The genesis of the two programs was the result of terrorist incidents from the World Trade Center Attack in 1993 to the 9/11 attacks to the Boston Marathon attack this past spring.

“The intelligence community according to the 911 commission failed to connect the dots. We didn’t know because we didn’t have the tools and capabilities that showed (the attackers) were actually in California,” Alexander said.

“Virtually all democracies have lawful intercept programs,” he said. The goal of the programs is to collect information, but not a huge depth of information, Alexander said. In Section 215, the NSA will collect date and time of call; calling number; called number; duration of call, and origin of metadata. The NSA does not collect content of calls; no voice; no SMS, no names; addresses, and no credit cards.

In one case these programs helped disrupt a terrorist plot to bomb the New York City subway system, Alexander said.

Time was of the essence in this case. The attacker was in California and started driving across the country. “We intercepted this in early September 6 or 7 and the targeted attack date was by the 14th of September. The FBI had to put the pieces together quickly.”

We gave the email address to the FBI and they took that email address and determined a phone number that connected to New York City and they found that number also connected to other terrorist groups.

“This would have been the biggest terrorist attack since 9/11 on U.S. soil,” he said. “The initial tip came from the PRISM 702 data.
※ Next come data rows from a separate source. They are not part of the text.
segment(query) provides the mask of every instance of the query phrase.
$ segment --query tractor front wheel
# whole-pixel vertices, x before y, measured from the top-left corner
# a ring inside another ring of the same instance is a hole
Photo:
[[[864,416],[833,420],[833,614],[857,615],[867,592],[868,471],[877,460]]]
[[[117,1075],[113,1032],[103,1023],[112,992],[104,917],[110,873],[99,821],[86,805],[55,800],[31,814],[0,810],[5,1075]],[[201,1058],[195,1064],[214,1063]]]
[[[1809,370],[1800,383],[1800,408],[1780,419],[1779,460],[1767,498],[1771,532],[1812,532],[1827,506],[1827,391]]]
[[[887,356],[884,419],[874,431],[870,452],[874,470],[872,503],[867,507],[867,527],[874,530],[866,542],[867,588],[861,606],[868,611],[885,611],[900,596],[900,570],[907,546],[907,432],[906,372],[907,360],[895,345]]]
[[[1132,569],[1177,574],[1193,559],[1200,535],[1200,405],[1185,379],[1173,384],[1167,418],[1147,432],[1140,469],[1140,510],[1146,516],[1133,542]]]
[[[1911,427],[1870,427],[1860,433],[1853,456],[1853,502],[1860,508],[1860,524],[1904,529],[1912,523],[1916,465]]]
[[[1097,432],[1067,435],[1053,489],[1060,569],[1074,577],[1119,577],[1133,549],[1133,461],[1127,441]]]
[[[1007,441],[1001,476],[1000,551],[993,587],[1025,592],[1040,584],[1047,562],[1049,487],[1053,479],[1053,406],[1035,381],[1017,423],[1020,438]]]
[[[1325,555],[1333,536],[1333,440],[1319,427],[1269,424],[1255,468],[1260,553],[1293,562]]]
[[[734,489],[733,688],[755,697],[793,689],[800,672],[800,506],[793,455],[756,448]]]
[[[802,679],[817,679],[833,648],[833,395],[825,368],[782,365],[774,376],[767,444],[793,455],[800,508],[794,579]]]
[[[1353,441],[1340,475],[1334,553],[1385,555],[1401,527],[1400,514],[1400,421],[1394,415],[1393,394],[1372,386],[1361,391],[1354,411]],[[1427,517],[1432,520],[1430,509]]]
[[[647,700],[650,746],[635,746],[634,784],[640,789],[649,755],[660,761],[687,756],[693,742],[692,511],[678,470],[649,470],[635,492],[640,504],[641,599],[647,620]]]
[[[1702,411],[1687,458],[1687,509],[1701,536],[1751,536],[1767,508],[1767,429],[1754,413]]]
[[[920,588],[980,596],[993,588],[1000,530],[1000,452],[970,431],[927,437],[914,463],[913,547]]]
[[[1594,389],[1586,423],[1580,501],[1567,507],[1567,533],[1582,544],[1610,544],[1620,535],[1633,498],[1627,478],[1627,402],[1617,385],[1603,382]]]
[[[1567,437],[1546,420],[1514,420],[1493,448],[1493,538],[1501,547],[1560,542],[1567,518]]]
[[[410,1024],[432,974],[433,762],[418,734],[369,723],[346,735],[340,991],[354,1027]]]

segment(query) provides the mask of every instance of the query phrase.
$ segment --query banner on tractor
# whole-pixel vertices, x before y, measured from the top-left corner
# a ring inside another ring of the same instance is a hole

We were able to stop the attack,” Alexander said.

As a part of the foreign intelligence program, the NSA intercepted an email from a terrorist in Pakistan. “By using 702 (the foreign intelligence program), we intercepted some communications and was able to get a phone number that was a potential terrorist.

Is what the NSA doing perfect? No, but Alexander said he wants to reach out and try to see how to improve upon intelligence gathering.

“Put the facts on the table. The nation needs to know we are going to do the right thing. If we make a mistake we will hold our selves accountable.”